DBIstcf_DISCARD_STRING means something different from what you want. In Perl internal terms it means that if you pass an SV with POK and NOK and PV part "1.23" and NV part 1.23, you will get back an SV with !POK and NOK and NV part 1.23 -- that is, the stored string part of the scalar will be invalidated, leaving the numeric part intact, so any future attempt to use the scalar as a string will force it to be re-converted from a number to a string. But note that it says that this will only happen if the cast is successful, and a cast to SQL_DOUBLE isn't successful if the value isn't a valid number to begin with. "4.8g" doesn't pass the test.
You can clean up the string part of the value almost as effectively as DBI on your own just by doing $sv = 0 + $sv; which will clear POK and force a reconversion to string in the same way. The difference between this and what DBI does is that it's not actually clearing the PV in the way that DBI would, only marking it invalid.
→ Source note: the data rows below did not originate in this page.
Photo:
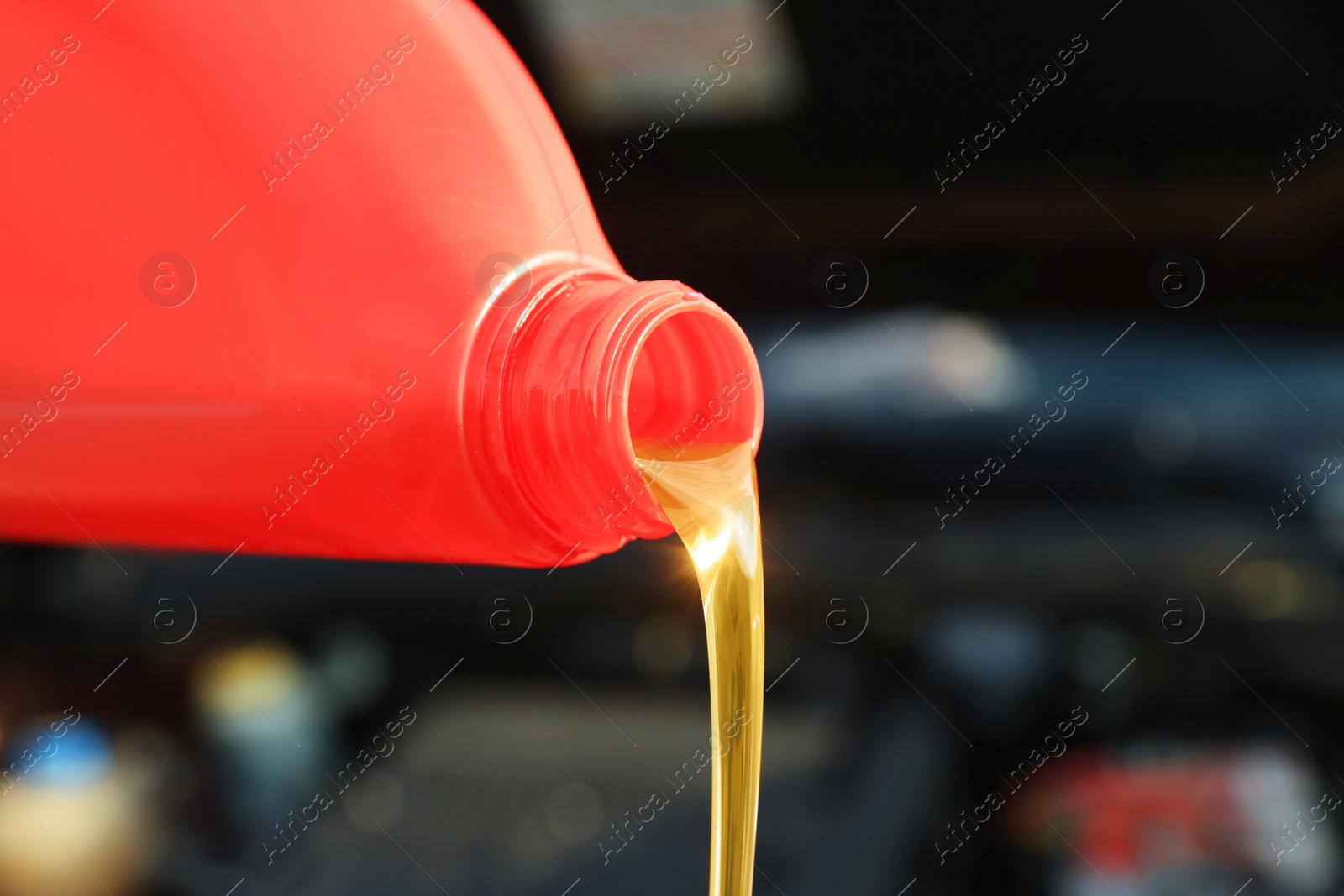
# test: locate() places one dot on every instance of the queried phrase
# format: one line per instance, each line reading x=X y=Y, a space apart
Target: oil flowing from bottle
x=710 y=496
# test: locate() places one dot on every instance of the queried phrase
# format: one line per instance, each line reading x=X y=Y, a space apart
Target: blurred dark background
x=1132 y=633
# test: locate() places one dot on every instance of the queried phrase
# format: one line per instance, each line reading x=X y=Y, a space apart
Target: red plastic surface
x=302 y=375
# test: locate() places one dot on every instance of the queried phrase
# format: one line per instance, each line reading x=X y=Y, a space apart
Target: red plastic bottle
x=260 y=293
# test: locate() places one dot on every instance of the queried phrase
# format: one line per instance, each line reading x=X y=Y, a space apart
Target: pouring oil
x=710 y=496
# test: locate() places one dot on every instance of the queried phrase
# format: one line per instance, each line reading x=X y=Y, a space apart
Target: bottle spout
x=591 y=367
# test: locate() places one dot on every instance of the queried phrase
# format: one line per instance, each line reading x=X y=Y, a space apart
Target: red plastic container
x=318 y=278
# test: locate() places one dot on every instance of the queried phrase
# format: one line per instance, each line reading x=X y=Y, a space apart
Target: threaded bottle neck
x=573 y=378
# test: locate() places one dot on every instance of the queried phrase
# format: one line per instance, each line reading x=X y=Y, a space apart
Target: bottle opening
x=589 y=371
x=696 y=383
To force the value to be cleared immediately in the same way as DBI, you need to do something like
$sv = do { my $tmp = 0 + $sv; undef $sv; $tmp };
but unless you have some really good explanation for why you need that, you don't -- so don't use it. :)
After reading through the documentation and the code in DBI.xs (the implementation is in sql_type_cast_svpv), the return value of 1 means 'the value could not be cast cleanly and DBIstcf_STRICT was not used'.
Taking the key part of that function, in your case:
case SQL_DOUBLE:
sv_2nv(sv);
/* SvNOK should be set but won't if sv is not numeric (in which
* case perl would have warn'd already if -w or warnings are in effect)
*/
cast_ok = SvNOK(sv);
break;
....
if (cast_ok) {
if (flags & DBIstcf_DISCARD_STRING
&& SvNIOK(sv) /* we set a numeric value */
&& SvPVX(sv) /* we have a buffer to discard */
) {
SvOOK_off(sv);
if (SvLEN(sv))
Safefree(SvPVX(sv));
SvPOK_off(sv);
SvPV_set(sv, NULL);
SvLEN_set(sv, 0);
SvCUR_set(sv, 0);
}
}
if (cast_ok)
return 2;
SvNOK should be set for you. Without digging in further into sv_2nv, the core of the problem is that "4.8g" is not a numeric type, as the numeric flag in the scalar value is not set (this is what SvNOK checks for).
My suggestion, use a regular expression to strip that input before calling sql_type_cast.
The typo in the documentation is now fixed in the subversion trunk.
Here is a brief explanation of why sql_type_cast was added.
Although there is nothing to stop you using sql_type_cast it was specifically added for drivers (DBDs) to cast data returned from the database. The original issue it solved was that integers are mostly bound as strings so when the data is returned from the database the scalar's pv is set. Some modules like JSON::XS are clever and look at the pv to help decide if the scalar is a number of not. Without the sql_type_cast JSON::XS was converting a scalar containing a 1 but with the pv set to "1" instead of the shorter 1 in JSON conversions.
To my knowledge only DBD::Oracle does this right now although it is in the TODO for DBD::ODBC.